Seine Glaubwürdigkeit speiste sich nach den Worten der Grünen-Fraktionschefs aus eigenen Kriegserfahrungen, die ihn, wie seine Kontakte zu Widerstandskämpfern des 20. Juli, zu einem überzeugten Demokraten machten. Die Rede zum 40. Jahrestag des Kriegsendes vor dem Bundestag sei ein historischer Meilenstein im Umgang der Deutschen mit ihrer Geschichte gewesen. Weizsäcker habe aus der nationalen „Schicksalsgemeinschaft“ eine demokratische „Verantwortungsgemeinschaft“ gemacht.
„Bewegtes und unterschiedliches Leben“
Linken-Fraktionschef Gregor Gysi nannte den Altbundespräsidenten eine „herausragende Persönlichkeit“. „Er hat ein bewegtes und unterschiedliches Leben geführt. Zunächst Offizier im Zweiten Weltkrieg, kam er Schritt für Schritt zu der Erkenntnis, welches verbrecherische Regime die Nazi-Diktatur war“, sagte Gysi am Samstag in Berlin.
„Als Bundespräsident setzte er sich für eine Verständigung und Aussöhnung mit Osteuropa ein. Er engagierte sich auch für eine engere Verbindung zwischen den beiden deutschen Staaten.“ Auch Gysi hob besonders die Rede zum 40. Jahrestag der Befreiung vom Hitler-Regime im Jahr 1985 hervor: „Er benannte alle Opfer des Hitler-Regimes, darunter erstmalig als herausragender Bundespolitiker auch die Kommunistinnen und Kommunisten“, so Gysi. „Er war ein Mann der hohen politischen Kultur, die wir auch heute noch dringend benötigen.“
Kirchenvertreter kondolieren
Die Evangelische Kirche in Deutschland (EKD), für die sich Weizsäcker unter anderem als Präsident des Kirchentagspräsidiums und EKD-Ratsmitglied eingebracht hatte, bezog sich in ihrer Reaktion auf sein Wirken für die Gemeinschaft. „In seiner Person hat die Kirche ausgestrahlt, wovon sie spricht“, sagte der EKD-Ratsvorsitzende Heinrich Bedford-Strohm. Weizsäcker sei auch für ihn persönlich einer der eindrucksvollsten Menschen gewesen.
Der Vorsitzende der katholischen Deutschen Bischofskonferenz, Kardinal Reinhard Marx, sagte: „Richard von Weizsäcker war der Bundespräsident der Deutschen Einheit.“ Mit hohem persönlichen Engagement habe er an der Umsetzung der Einheit des Landes mitgewirkt.
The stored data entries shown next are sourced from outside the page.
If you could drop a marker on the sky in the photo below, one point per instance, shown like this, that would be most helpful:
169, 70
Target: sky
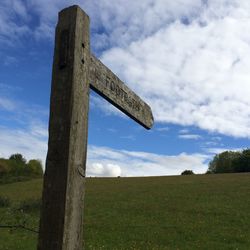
188, 59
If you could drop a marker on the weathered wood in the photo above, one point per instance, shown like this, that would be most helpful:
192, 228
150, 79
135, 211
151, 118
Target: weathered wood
109, 86
63, 190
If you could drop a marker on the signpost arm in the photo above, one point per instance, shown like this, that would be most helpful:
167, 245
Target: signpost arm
61, 222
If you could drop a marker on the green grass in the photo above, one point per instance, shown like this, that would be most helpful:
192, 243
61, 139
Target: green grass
181, 212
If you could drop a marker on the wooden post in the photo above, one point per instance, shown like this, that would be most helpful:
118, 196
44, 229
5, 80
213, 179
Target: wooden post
61, 220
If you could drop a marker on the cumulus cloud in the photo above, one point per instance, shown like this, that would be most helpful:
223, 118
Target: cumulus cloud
194, 73
130, 163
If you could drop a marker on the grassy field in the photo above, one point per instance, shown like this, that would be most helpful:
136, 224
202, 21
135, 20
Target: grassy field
182, 212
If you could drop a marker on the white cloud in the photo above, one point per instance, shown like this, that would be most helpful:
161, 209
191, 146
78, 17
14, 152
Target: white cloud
162, 129
100, 170
220, 150
195, 74
190, 136
130, 163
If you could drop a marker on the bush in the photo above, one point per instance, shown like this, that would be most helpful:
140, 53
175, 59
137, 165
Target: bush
187, 172
4, 201
30, 205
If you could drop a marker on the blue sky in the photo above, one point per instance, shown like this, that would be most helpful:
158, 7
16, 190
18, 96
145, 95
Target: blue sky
188, 59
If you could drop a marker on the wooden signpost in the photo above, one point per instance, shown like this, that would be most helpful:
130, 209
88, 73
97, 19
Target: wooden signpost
75, 71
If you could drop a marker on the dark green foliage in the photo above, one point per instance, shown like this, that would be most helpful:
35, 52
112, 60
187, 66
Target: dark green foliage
4, 201
198, 212
18, 158
35, 167
30, 205
230, 162
187, 172
17, 169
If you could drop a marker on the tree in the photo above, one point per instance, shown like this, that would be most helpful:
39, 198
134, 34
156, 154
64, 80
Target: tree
18, 158
242, 163
187, 172
230, 162
35, 167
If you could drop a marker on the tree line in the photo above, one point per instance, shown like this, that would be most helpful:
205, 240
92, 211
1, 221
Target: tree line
17, 168
230, 162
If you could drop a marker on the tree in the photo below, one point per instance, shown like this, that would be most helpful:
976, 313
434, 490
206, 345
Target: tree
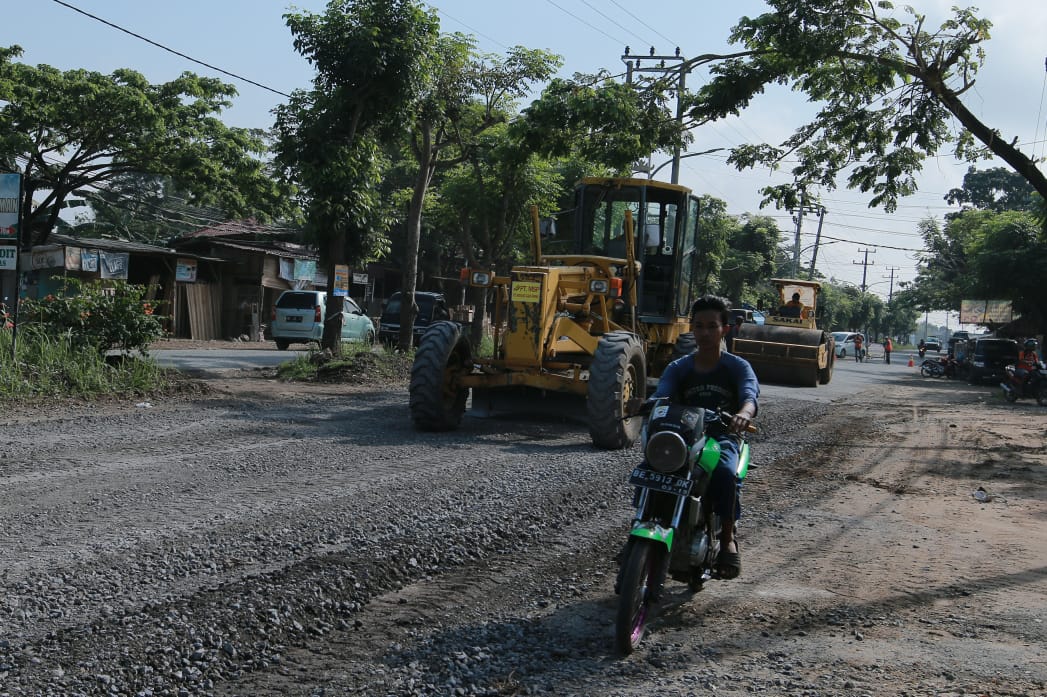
372, 60
750, 257
889, 91
79, 130
996, 188
465, 95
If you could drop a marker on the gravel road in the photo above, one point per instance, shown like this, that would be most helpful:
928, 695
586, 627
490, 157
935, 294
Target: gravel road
259, 538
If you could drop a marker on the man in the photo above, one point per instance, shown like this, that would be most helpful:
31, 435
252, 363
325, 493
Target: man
794, 308
713, 379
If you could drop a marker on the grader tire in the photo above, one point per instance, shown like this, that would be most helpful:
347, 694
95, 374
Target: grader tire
617, 375
437, 399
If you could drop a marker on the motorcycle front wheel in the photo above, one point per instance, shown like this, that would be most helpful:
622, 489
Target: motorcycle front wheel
635, 601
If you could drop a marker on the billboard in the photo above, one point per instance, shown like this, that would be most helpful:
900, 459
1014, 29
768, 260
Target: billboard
985, 312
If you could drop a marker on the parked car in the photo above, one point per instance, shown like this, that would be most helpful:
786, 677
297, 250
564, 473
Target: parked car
845, 342
431, 308
297, 317
988, 357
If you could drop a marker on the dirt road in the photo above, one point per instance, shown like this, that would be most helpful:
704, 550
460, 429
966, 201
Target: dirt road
269, 539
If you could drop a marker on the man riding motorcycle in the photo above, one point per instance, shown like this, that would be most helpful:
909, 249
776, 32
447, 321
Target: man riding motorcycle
1028, 360
713, 379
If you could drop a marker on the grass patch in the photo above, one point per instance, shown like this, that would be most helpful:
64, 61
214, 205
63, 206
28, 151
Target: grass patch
46, 365
357, 364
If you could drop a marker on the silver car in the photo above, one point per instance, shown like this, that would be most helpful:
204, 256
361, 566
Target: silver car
297, 317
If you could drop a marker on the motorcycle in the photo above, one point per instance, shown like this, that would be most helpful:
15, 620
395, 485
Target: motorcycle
932, 367
1034, 384
674, 532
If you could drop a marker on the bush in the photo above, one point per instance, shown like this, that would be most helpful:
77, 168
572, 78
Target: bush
101, 316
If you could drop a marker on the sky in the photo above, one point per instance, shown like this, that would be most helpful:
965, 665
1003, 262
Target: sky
250, 40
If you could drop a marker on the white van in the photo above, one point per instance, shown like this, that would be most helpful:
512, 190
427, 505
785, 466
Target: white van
297, 317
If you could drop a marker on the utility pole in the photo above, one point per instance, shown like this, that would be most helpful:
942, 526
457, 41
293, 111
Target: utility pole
866, 264
890, 295
818, 240
676, 65
798, 219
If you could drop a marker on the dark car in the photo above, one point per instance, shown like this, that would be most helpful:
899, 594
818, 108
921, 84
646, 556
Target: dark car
431, 308
987, 358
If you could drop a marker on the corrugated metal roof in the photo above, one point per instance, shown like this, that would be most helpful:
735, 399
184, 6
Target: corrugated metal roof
124, 246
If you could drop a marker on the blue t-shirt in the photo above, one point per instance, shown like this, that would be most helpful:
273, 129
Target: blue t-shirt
729, 385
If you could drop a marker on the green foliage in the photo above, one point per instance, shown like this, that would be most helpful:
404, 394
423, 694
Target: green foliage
889, 93
598, 119
79, 129
45, 364
95, 316
996, 188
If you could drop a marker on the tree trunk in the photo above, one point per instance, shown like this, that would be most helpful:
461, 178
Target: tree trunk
408, 310
332, 322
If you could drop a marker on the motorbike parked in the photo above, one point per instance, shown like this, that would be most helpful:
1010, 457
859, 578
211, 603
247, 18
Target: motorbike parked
1033, 384
674, 533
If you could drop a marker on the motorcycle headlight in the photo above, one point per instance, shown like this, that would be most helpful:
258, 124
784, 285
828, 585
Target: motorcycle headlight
666, 451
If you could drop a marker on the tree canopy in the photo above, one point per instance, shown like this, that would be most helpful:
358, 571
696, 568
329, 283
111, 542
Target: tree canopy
889, 93
78, 130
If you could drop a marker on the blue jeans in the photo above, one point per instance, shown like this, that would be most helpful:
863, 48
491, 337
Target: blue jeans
725, 488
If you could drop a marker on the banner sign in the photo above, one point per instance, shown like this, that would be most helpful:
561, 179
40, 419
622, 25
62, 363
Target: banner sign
113, 265
89, 261
341, 279
49, 256
305, 269
10, 185
8, 257
985, 312
73, 255
185, 270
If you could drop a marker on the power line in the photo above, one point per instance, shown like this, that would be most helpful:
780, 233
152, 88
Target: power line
171, 50
615, 2
613, 21
587, 23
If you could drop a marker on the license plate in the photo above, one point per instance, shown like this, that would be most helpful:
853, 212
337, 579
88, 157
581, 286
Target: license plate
659, 481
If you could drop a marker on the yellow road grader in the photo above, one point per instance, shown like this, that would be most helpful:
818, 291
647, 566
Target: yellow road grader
788, 347
596, 321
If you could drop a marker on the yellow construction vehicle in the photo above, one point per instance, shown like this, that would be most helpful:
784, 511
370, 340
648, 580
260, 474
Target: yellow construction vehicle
597, 321
788, 347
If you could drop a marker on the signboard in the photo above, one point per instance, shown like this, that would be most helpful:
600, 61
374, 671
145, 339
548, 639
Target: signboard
113, 265
49, 256
526, 291
8, 257
73, 255
89, 260
985, 312
341, 279
305, 269
185, 270
10, 185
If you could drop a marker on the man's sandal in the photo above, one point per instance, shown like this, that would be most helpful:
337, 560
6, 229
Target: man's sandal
729, 563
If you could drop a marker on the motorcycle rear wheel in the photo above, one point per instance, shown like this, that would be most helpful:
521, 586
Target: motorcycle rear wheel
635, 601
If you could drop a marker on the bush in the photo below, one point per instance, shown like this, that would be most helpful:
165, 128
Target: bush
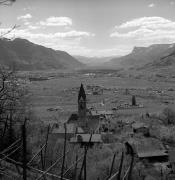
168, 116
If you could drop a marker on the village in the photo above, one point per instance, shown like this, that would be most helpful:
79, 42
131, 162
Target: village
95, 127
Als Präsident des Evangelischen Kirchentages und als Mitglied der EKD-Synode sei ihm auch die Ökumene ein Anliegen gewesen.
Nach dem Tod des einstigen Staatsoberhaupts werden in den Amtssitzen des Bundespräsidenten in Berlin und Bonn Kondolenzbücher für die Öffentlichkeit ausgelegt. In Berlin waren bereits am Samstag Eintragungen möglich, weitere Termine sind für Sonntag und Montag vorgesehen. In Bonn wird das Kondolenzbuch am Montag ausgelegt.
„Stimme der Vernunft wird fehlen“
Der Generalsekretär des Europarates, Thorbjörn Jagland, nannte Weizsäcker in einer Aussendung den „besten Botschafter Deutschlands“. „Präsident Von Weizsäcker war ein außerordentlich ernsthafter und weiser Politiker, ein wahrer Weltbürger“, fügte der norwegische Sozialdemokrat am Samstag hinzu. „Seine Stimme der Vernunft wird Europa und der internationalen Gemeinschaft fehlen“, sagte Jagland.
Auch in Österreich löste die Nachricht vom Tod Weizsäckers Betroffenheit aus. Bundespräsident Heinz Fischer brachte seine tiefe Trauer über das Ableben des deutschen Altbundespräsidenten Weizsäcker zum Ausdruck. „Meine Anteilnahme gilt vor allem der Familie des verstorbenen Altbundespräsidenten Richard von Weizsäcker“, sagte Fischer nach Angaben seines Sprechers.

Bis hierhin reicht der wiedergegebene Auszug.